Sad to be suffered, /a sorrow unlittle
To each of the earlmen, /when to Aeschere’s head they
Came on the cliff.
Beowulf
The translation doesn't do it justice. Old English rhetorical structure was more like German's: it was possible to put the operative – read, exciting – bits on the end of the sentence. Beowulf and his men are following the monster Grendel. The path winds and winds…he's got one of their men…finally, they round a curve, and stop short in horror. There, on the path…is Aeschere's head.
No exclamation points needed. As the poet says, 'Hwaet, y'all.'
Tricks for making things more exciting;
- Use shorter sentences. It picks up the pace.
- Use specific, action verbs, like 'sprinted'.
- Use only the most salient details. Don't go circumstantial on the reader.

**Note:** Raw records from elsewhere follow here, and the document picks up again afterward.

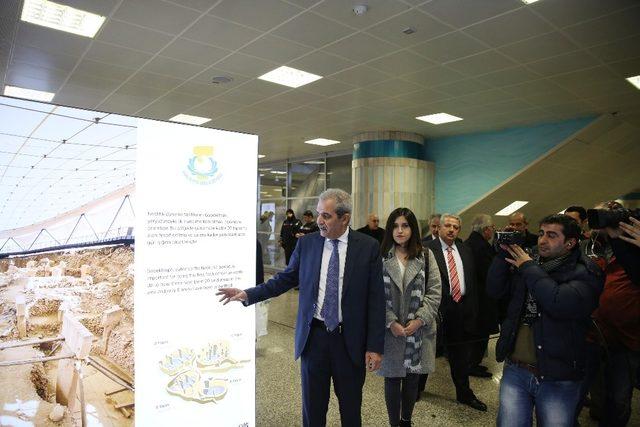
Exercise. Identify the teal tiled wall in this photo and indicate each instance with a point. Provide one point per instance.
(468, 166)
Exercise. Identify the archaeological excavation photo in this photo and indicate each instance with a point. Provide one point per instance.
(66, 266)
(66, 338)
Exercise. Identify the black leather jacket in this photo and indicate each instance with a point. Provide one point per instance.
(566, 298)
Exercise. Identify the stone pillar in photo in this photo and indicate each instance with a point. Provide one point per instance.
(389, 170)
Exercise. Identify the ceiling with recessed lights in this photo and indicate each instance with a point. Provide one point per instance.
(54, 159)
(495, 64)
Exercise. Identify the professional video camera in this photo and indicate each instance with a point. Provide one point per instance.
(509, 238)
(601, 218)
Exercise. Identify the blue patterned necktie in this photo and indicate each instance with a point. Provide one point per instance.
(330, 305)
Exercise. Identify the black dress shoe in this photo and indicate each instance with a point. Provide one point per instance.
(474, 403)
(480, 374)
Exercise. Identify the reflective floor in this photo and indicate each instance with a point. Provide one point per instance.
(278, 401)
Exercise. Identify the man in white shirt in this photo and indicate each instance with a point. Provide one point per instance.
(459, 304)
(341, 314)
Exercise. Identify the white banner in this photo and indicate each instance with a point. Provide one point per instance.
(195, 233)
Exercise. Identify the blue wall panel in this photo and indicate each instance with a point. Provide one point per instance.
(468, 166)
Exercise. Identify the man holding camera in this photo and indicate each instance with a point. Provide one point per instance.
(618, 314)
(543, 339)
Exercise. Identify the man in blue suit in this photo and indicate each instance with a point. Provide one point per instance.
(341, 314)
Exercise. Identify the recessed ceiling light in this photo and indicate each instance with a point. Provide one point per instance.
(439, 118)
(322, 141)
(36, 95)
(513, 207)
(61, 17)
(192, 120)
(635, 80)
(288, 76)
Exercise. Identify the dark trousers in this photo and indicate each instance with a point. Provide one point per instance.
(422, 382)
(478, 350)
(620, 376)
(400, 396)
(288, 251)
(459, 366)
(458, 349)
(324, 358)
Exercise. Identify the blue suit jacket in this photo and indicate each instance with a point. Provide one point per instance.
(363, 303)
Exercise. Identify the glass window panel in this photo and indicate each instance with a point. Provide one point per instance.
(307, 178)
(339, 172)
(272, 213)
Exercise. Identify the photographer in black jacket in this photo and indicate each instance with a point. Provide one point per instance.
(542, 340)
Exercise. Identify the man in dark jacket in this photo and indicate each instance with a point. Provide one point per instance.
(458, 306)
(482, 232)
(518, 222)
(372, 229)
(618, 318)
(543, 338)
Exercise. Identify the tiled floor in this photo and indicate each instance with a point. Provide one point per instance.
(278, 400)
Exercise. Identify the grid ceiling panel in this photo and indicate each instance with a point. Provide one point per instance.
(47, 177)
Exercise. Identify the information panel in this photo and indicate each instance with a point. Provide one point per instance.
(195, 233)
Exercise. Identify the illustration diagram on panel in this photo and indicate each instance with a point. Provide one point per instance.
(200, 375)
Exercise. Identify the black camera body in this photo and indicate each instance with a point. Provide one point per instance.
(601, 218)
(509, 238)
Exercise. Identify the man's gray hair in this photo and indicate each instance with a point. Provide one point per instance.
(342, 199)
(447, 215)
(480, 222)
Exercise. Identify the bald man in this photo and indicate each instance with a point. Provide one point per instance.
(372, 229)
(518, 222)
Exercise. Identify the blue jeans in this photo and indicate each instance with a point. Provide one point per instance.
(555, 401)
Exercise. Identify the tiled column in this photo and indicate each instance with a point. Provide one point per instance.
(388, 171)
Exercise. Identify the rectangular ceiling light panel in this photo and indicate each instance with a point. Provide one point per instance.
(513, 207)
(36, 95)
(192, 120)
(290, 77)
(439, 118)
(61, 17)
(322, 142)
(635, 80)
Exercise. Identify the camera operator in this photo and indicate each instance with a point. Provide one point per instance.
(618, 314)
(543, 339)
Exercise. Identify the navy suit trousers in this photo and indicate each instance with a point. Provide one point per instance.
(325, 357)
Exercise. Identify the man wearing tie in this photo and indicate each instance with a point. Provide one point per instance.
(341, 312)
(459, 304)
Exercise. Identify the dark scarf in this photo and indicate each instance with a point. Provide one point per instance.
(531, 309)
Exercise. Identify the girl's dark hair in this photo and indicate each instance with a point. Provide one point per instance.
(414, 246)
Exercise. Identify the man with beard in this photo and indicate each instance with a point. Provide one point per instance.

- Pace the discovery, and never bury the lead.
That last point is important. 'Burying the lead' is an old newspaper term for piling on background and detail so that the reader doesn't understand why the story is interesting. An older lady I know once started her story of how she ended up in the hospital with a medical emergency with, 'Well, you know how much I like maple syrup on my pancakes…' While comedically untoppable, this opening did not please me, as I was urgently interested in why my stepmother was hooked up to a monitor.
If you've ever seen the film version, you know that Joseph Conrad's Heart of Darkness is a dark, brooding, thrilling tale. Heck, it has cannibals in. (Iman is gorgeous in that role.) If you've read the book, you're not so sure. It's Conrad's dense prose. He's almost as bad a buzzkill as Nathaniel Hawthorne, the Bore of New England. Having tried to cajole college students into reading this stuff, I know whereof I speak.
The all-time worst offender, for my money, was Britain's own Charlotte Yonge. For pages and pages, the woman will go on and on about the most inconsequential details, until you're just about asleep…then, hidden in an obscure paragraph, not even the topic sentence, she'll make some major change to her characters' lives. It's maddening. If you don't believe me, read The Heir of Radclyffe, I double-dog dare you. Pick a page at random, see what it does to your sense of excitement. It's sort of like Haydn's 'Surprise Symphony', only less melodic. That author is a menace to the reading public. She should have been put to work in the diplomatic corps. After listening to her drone on, nobody would have had the energy to go to war.
So there you have it. Inject a bit of excitement into your tales. Keep the reader in mind, and in the moment. And that, as Forrest Gump says, is all I have to say about that.